Chris Van Puyvelde

Personal information
- Full name: Chris Van Puyvelde
- Date of birth: 5 December 1959 (age 66)
- Place of birth: Sint-Niklaas, Belgium

Team information
- Current team: Morocco (technical director)

Managerial career
- Years: Team
- 1993–1994: Lokeren
- 1998: Eendracht Aalst
- 2000–2005: Club Brugge (assistant)
- 2005–2006: Olympiacos (assistant)
- 2007–2008: Gent (assistant)
- 2008–2009: Heerenveen (assistant)
- 2010: Lokeren (assistant)
- 2010–2011: FC Brussels
- 2015–2018: Belgium (technical director)
- 2019–2022: China (technical director)
- 2022–2025: Morocco (technical director)

= Chris Van Puyvelde =

Belgian football coach

Chris Van Puyvelde (born 5 December 1959), is a Belgian football manager who is currently the technical director of the Morocco national team.

==Career==
Van Puyvelde was born in Sint-Niklaas and grew up in Waasmunster. He gained his first coaching experience at Standaard Wetteren, which he coached in the Third Division. Van Puyvelde, a sports teacher by training, then took a position at Gerda Sint-Niklaas, where he coordinated the youth ranks. In the early 1990s, Van Puyvelde moved to Lokeren as an assistant coach. The club had just been relegated to the Second Division when he was promoted to head coach. Van Puyvelde was eventually succeeded by James Storme during the 1994–95 season. After Lokeren he ended up at Eendracht Aalst. Van Puyvelde became a technical director and brought players such as Peter van der Heyden to Aalst. During the 1997–98 season, manager Urbain Haesaert was sacked, and Van Puyvelde succeeded him for a short period.

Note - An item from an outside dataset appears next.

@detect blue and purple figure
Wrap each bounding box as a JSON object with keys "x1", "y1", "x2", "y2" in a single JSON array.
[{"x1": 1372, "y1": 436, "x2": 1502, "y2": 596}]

In 2000, Trond Sollied became the new manager of Club Brugge, bringing Van Puyvelde in as his second assistant. Van Puyvelde and the Sollied turned out to be a good match, and Club Brugge performed well. In 2002, Club Brugge won the Belgian Cup and the following season they won the Belgian First Division A title.

In 2005, Sollied announced that he was leaving the club, and he brought Van Puyvelde with him to his new position at Olympiacos. Sollied and Van Puyvelde propelled Olympiakos to the league title and Greek Football Cup. Sollied and Van Puyvelde were dismissed during the second season. In the summer of 2007 he moved to Gent together with Van Puyvelde and second assistant Čedomir Janevski. At the end of the season, Gent reached the final of the Belgian Cup, but were defeated. Sollied resigned and moved to SC Heerenveen. Van Puyvelde followed him again, and Heerenveen went through a changeable course, but reached the final of the KNVB Cup. In the final Heerenveen defeated opponent FC Twente after penalties. A few months later, Sollied's contract was terminated. Van Puyvelde also had to look for a new club. At the beginning of 2010, Van Puyvelde returned to Lokeren, where he became the assistant of coach Emilio Ferrera. However, after the end of the season, Ferrera was replaced by Peter Maes. Van Puyvelde himself then went to work as head coach of FC Brussels. After his resignation at FC Brussels at the end of January 2011, he succeeded Gunther Hofmans as technical director at Beerschot AC.

In 2013, Van Puyvelde was appointed as a sports advisor of the Belgian First Division A to lead the consultations between the professional football clubs in Belgium on a sports and technical level.

In 2019, he was appointed as technical director for China.